Unos metros atrás, Martín Zamora y Raymond Harris fumaban en silencio sin perder de vista las expresiones de los dos hombres sentados por última vez en medio de los mortales. Era una escena realmente triste.

– Toda una bendición… -murmuró el inglés en voz baja para sí y para Martín Zamora.

– ¿A qué se refiere, hombre?

– A que no seamos nosotros los que estemos en esas malditas sillas… ¿O no le parece una bendición?

Martín Zamora no dijo nada.

Enfundado en un ajustado traje negro que hacía resaltar su camisa amarilla y el fino lazo de terciopelo alrededor del cuello, el abogadillo del Piero mantenía una sonrisa confiada y decididamente estúpida, como si considerara que todo aquello era una farsa o que los hombres que tenía delante eran incapaces de un acto de inhumanidad para con él. A su lado, el carcelero aindiado, abrillantado de sudor, había inclinado la cabeza y bajado los párpados, tal como era su costumbre cuando montaba guardia en un día de tranquilidad.

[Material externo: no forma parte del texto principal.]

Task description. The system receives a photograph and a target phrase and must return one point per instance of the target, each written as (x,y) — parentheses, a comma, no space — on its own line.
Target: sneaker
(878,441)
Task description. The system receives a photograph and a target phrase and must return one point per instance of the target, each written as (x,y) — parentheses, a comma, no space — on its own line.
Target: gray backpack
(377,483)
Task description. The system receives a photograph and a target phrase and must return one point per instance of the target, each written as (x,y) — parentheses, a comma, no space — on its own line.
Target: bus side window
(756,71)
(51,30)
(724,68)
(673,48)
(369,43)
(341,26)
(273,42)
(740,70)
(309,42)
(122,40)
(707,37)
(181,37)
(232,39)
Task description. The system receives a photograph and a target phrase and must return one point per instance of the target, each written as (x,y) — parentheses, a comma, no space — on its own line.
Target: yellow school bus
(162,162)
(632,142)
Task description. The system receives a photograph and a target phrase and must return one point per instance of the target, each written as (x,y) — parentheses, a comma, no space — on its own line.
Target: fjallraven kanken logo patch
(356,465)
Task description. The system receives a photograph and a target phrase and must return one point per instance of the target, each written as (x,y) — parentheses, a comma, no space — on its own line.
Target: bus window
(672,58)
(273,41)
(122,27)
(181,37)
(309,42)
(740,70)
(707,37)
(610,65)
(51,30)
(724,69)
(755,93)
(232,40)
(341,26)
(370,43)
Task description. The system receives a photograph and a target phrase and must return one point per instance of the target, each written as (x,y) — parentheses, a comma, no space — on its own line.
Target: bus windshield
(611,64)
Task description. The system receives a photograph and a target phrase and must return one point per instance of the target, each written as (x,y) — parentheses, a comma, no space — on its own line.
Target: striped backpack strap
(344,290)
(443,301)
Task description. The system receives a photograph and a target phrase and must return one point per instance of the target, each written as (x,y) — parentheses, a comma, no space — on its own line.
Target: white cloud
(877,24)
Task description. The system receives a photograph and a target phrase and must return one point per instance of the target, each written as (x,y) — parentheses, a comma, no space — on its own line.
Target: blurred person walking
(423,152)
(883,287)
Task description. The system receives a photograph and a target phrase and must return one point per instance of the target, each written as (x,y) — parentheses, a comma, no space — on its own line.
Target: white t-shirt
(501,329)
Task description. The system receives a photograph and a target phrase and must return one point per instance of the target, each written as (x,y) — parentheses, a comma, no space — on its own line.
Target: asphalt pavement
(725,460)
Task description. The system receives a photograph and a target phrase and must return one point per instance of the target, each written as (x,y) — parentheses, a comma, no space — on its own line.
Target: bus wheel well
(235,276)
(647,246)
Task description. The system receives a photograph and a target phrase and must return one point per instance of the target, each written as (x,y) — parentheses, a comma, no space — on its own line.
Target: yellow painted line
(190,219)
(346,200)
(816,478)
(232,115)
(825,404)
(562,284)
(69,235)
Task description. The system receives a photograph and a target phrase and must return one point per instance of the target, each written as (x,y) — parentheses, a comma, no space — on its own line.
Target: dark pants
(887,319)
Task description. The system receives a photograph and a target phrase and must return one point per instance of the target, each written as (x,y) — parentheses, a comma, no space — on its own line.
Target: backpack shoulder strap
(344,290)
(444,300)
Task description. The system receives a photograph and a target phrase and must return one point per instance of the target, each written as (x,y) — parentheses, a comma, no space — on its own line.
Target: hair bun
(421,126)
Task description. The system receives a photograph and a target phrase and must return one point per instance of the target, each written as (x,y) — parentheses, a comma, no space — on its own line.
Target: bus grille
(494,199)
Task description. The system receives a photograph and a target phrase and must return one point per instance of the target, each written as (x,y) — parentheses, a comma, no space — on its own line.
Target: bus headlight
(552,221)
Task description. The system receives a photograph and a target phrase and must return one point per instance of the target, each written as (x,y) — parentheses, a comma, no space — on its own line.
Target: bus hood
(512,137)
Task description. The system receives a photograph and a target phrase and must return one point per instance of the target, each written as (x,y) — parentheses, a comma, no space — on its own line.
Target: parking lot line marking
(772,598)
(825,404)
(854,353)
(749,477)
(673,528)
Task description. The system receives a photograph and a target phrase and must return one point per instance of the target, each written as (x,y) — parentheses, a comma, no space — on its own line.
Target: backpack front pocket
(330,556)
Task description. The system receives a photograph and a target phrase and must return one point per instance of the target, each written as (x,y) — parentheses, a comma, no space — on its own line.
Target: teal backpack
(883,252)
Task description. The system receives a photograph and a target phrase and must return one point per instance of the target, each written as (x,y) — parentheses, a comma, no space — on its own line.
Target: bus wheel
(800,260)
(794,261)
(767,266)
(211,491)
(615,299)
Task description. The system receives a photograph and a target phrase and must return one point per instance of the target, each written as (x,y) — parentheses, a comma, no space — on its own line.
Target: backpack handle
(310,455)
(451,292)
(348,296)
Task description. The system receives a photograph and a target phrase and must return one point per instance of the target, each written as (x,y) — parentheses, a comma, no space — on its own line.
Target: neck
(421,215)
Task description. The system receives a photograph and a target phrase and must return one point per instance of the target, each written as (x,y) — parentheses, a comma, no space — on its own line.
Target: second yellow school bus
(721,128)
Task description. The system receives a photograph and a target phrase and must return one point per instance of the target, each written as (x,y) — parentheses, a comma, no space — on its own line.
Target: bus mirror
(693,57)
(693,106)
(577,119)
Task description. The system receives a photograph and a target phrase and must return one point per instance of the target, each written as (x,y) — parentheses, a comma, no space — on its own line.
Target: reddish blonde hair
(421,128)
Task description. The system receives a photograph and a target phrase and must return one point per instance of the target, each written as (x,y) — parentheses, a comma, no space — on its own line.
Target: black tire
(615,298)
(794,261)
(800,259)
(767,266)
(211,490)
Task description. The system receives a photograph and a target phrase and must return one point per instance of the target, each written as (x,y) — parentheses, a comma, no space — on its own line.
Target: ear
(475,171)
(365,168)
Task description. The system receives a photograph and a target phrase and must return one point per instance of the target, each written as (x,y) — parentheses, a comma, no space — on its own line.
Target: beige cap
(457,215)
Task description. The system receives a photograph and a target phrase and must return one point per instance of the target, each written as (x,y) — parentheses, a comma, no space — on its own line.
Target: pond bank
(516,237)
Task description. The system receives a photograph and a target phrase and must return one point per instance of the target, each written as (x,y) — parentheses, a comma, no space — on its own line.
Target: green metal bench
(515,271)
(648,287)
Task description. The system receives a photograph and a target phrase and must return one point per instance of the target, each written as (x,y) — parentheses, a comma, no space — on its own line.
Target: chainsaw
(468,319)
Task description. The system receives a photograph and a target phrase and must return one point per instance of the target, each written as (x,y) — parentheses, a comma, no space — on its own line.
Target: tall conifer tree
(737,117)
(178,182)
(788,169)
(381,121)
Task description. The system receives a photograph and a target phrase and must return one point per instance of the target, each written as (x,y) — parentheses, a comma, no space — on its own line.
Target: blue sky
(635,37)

Sin perder más tiempo, el capitán Areta subió y bajó su espada en dos movimientos perfectos y de inmediato sus hombres levantaron los fusiles, apuntaron a los pechos y dispararon en el preciso instante en que la escuadra del río reanudaba el feroz bombardeo sobre la ciudad, tal como si el Barón de Tamandaré hubiese pretendido evitar el fusilamiento.

63

9 de diciembre

Justo al mediodía, repentinamente y sin ninguna explicación, los buques brasileños suspendieron el fuego de sus cañones, dejando que el humo desordenado y la quietud flotaran sobre la pequeña ciudad calcinada por el sol de diciembre.